O Brasil é uma república federativa, segundo o artigo 1º da Constituição. No entanto, o princípio federativo foi sendo vilipendiado ao longo do tempo, período em que a União se fortaleceu economicamente, às custas do empobrecimento dos estados e, principalmente, dos municípios. O resultado disso é a acentuação das desigualdades regionais que, por força constitucional, deveriam ser combatidas, nunca estimuladas.
A principal origem dessa distorção está nos gastos tributários da União, compostos por isenções e renúncias fiscais concedidas a determinados setores da economia por discricionariedade do Executivo. Hoje, esses gastos somam R$ 320 bilhões por ano e a maior parte (de 65% a 67%) dos beneficiários desse montante bilionário é formada por contribuintes das regiões Sul e Sudeste, justamente as duas áreas mais desenvolvidas do país.
De todos os gastos tributários da União, 40% correspondem aos tributos compartilhados, ou seja, da União, Estados e Municípios. Isso representa de R$ 123 bilhões a R$ 126 bilhões por ano. Em razão das disposições constitucionais, o Fundo de Participação dos Estados (FPE) e o Fundo de Participação dos Municípios (FPM) são constituídos por um percentual de arrecadação do Imposto de Renda e do Imposto sobre Produto Industrializado (IPI), sendo 21,50% no primeiro caso e 22,75%, no segundo. Outros 3% compõem os Fundos Constitucionais de Financiamento do Norte (FNO), do Nordeste (FNE) e do Centro-Oeste (FCO).

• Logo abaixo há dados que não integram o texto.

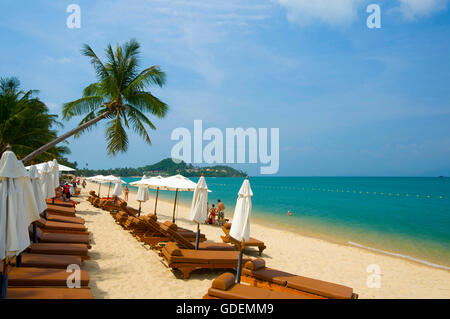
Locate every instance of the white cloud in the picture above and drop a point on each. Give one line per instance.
(412, 9)
(331, 12)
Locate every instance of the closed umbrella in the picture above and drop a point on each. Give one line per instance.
(16, 197)
(48, 188)
(142, 194)
(155, 182)
(240, 228)
(111, 179)
(199, 207)
(55, 174)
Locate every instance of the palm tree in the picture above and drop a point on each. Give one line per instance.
(25, 123)
(119, 95)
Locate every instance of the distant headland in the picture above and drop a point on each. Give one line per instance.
(167, 167)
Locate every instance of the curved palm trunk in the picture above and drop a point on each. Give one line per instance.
(53, 143)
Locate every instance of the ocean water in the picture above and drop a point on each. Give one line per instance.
(406, 217)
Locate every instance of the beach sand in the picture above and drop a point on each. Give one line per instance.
(122, 267)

Paradoxalmente, os estados e municípios das regiões Norte, Nordeste e Centro-Oeste, justamente os menos desenvolvidos da nação, recebem cerca de 66,2% do FPE e do FPM, ou seja, R$ 120 bilhões por ano. Isto significa que esses estados e municípios estão arcando com custos da ordem de R$ 81,43 bilhões/ano que, por meio dos gastos tributários, são destinados aos contribuintes das regiões Sul e Sudeste.

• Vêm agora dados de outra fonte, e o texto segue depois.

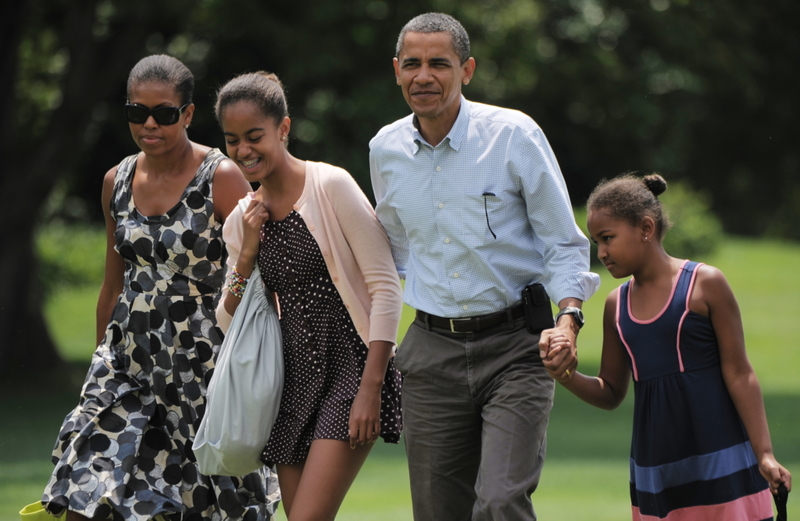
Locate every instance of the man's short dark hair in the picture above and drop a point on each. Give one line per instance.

A matemática mostra que será impossível para o Brasil reduzir as desigualdades sociais se o país continuar a destinar de 65% a 67% dos gastos tributários para as regiões mais desenvolvidas, em detrimento das mais necessitadas.
Essa disparidade fica ainda mais significativa se consideramos que mais de 40% dos gastos tributários da União são custeados pelo IPI e pelo Imposto de Renda, justamente os dois impostos que compõem o FPE e o FPM, fundos que são a segunda fonte mais importante na formação das receitas dos estados e municípios. Ao invés de criar mecanismos permanentes para aumentar a receita dos entes federativos em flagrante dificuldade, o governo federal aplica uma equação que praticamente lhes impõe um torniquete econômico, impondo mais obstáculos para o seu desenvolvimento.
Diante da gravidade da situação, o momento exige mobilização para viabilizar mudanças legislativas, com aprovação pelo Congresso Nacional, a fim de proibir que o governo federal conceda benefícios fiscais ou financeiros se tais medidas não tiverem prazo de vigência fixado e regressividade ao longo do tempo garantida. Além disso, é necessário obrigar que os benefícios concedidos sejam submetidos à avaliação periódica quanto aos seus resultados para a população, tudo auditado por órgãos de fiscalização como o Tribunal de Contas da União (TCU) e a Controladoria Geral da União (CGU).
Qualquer lei nesse sentido precisa, ainda, estabelecer mecanismos para o cancelamento ou redução automáticos dos benefícios no caso de não comprovação dos índices informados pelas empresas beneficiárias nos compromissos assumidos com o governo.
Outra medida importante seria a legislação determinar que os futuros benefícios fiscais fossem concedidos não mais somente com os recursos compartilhados entre União, Estados e Municípios, mas com a renúncia de tributos não compartilhados, em proporção não necessariamente igual, mas adequada.
A mesma lei sobre o tema prestaria grande serviço à nação se incluísse um dispositivo obrigando a redução anual dos gastos tributários concedidos com os impostos compartilhados, de forma gradativa, até a sua completa eliminação em cinco ou seis anos.
Essas mudanças são absolutamente necessárias para o Brasil restaurar gradativamente o princípio federativo, fortalecendo estados e municípios, tornando-os menos dependentes da União e reduzindo os abismos regionais que ainda caracterizam o país e sacrificam grande parte dos brasileiros.